Par actes de commissaire de justice du 21 juillet 2023, la bailleresse a fait délivrer aux locataires un commandement de payer la somme principale de 2 841,37 euros au titre de l'arriéré locatif, visant la clause résolutoire prévue dans le contrat.
La commission de coordination des actions de prévention des expulsions locatives a été informée de la situation de M. [W] [B] et Mme [L] [B] le 26 juillet 2023.
Par assignations du 6 novembre 2023, la société PARIS HABITAT OPH a ensuite saisi le juge des contentieux de la protection du tribunal judiciaire de Paris pour faire constater l’acquisition de la clause résolutoire, être autorisée à faire procéder à l’expulsion de M. [W] [B] et Mme [L] [B] et obtenir leur condamnation solidaire au paiement des sommes suivantes :
une indemnité mensuelle d’occupation d’un montant égal à celui du loyer et des charges, à compter de la résiliation du bail et jusqu’à libération des lieux,2 955,59 euros au titre de l’arriéré locatif arrêté au 12 octobre 2023, avec intérêts au taux légal à compter de l'assignation,400 euros sur le fondement de l’article 700 du code de procédure civile, outre les entiers dépens.
L’assignation a été notifiée au représentant de l’État dans le département le 7 novembre 2023, et un diagnostic social et financier a été réalisé. Ses conclusions ont été reçues au greffe avant l’audience, à laquelle il en a été donné lecture.
Prétentions et moyens des parties
À l'audience du 16 janvier 2024, [Localité 4] HABITAT OPH maintient l'intégralité de ses demandes, et précise que la dette locative, actualisée au 10 janvier 2024, s'élève désormais à 2 791,98 euros. [Localité 4] HABITAT OPH considère enfin qu'il n'y a pas eu de reprise du paiement intégral du loyer courant avant l'audience, au sens de l’article 24 de la loi du 6 juillet 1989. Il considère que les locataires sont de mauvaise foi, ayant déjà bénéficié d’un changement de logement avec un FSL sur une partie de la dette locative et ayant créé une nouvelle dette dès qu’ils sont arrivés dans leur nouveau logement.

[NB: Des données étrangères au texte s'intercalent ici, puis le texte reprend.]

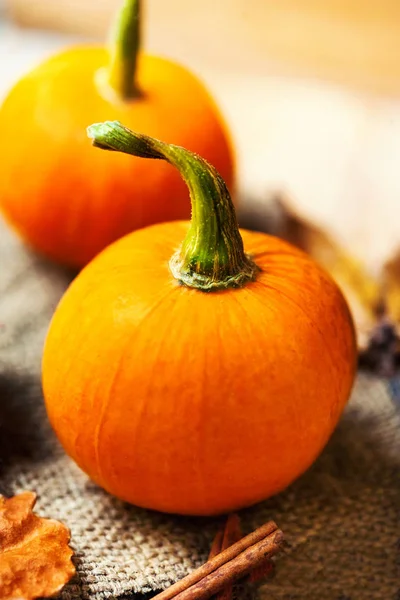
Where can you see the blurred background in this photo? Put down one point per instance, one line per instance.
(310, 91)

Les défendeurs se sont présentés à l’audience assistés de leur conseillère sociale et ont sollicité la suspension de la clause résolutoire et des délais de paiement proposant de régler 35 euros par mois pour apurer leur dette. Ils indiquent avoir déposé un dossier surendettement et qu’un rétablissement personnel sans liquidation judiciaire a été décidé. Ils indiquent qu’ils ont résilié la place de parking.

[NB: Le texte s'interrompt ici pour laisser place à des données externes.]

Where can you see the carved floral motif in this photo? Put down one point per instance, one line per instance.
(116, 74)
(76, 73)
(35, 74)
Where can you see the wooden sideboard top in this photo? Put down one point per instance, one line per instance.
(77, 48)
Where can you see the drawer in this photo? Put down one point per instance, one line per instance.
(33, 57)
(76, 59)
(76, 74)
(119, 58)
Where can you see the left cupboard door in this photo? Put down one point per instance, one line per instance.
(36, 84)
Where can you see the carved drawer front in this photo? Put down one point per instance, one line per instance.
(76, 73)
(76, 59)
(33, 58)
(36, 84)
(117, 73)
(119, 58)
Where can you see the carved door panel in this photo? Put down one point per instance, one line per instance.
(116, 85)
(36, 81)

A l’issue des débats, l’affaire a été mise en délibéré au 19 mars 2024.
Par mention au dossier du 19 mars 2024, le juge des contentieux de la protection a ordonné la réouverture des débats pour production par le bailleur d’un décompte locatif tenant compte du relogement des locataires avec signature d’un bail en octobre 2022 et de l’effacement décidé par la commission de surendettement.
Les parties ont été convoquées à l’audience du 21 mai 2024.

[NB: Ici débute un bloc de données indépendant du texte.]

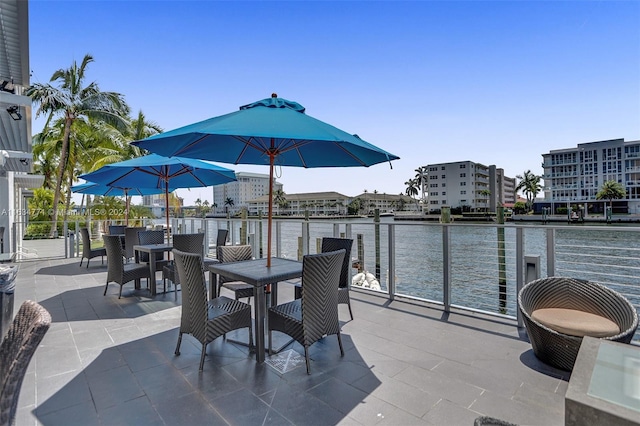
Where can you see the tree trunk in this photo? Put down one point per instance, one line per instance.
(64, 152)
(67, 204)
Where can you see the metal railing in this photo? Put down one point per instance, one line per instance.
(479, 267)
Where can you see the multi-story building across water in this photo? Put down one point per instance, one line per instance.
(247, 187)
(468, 185)
(573, 176)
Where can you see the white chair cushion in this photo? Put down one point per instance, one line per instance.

À l'audience du 21 mai 2024, [Localité 4] HABITAT OPH maintient l'intégralité de ses demandes, hormis les frais irrépétibles qu’il évalue désormais à 1.000 euros. Il précise que la dette locative, actualisée au 5 mai 2024, s'élève désormais à 2108,43 euros. [Localité 4] HABITAT OPH considère enfin qu'il n'y a pas eu de reprise du paiement intégral du loyer courant avant l'audience, au sens de l’article 24 de la loi du 6 juillet 1989. Au sujet des demandes de précisions faites par le juge des contentieux de la protection, il indique que les demandes et le décompte versé au débat ne concerne que le nouveau logement et que l’effacement de dette concerne la dette restant due au titre de l’ancien logement après versement du FSL.
M. [W] [B] expose que le loyer courant est repris, qu’il a versé la somme de 317 euros le 13 mai 2024 et que sa dette s’élève désormais à 1.030,89 euros.
M. [W] [B] et Mme [L] [B] sollicitent la suspension des effets de la clause résolutoire pendant le cours des délais de paiement.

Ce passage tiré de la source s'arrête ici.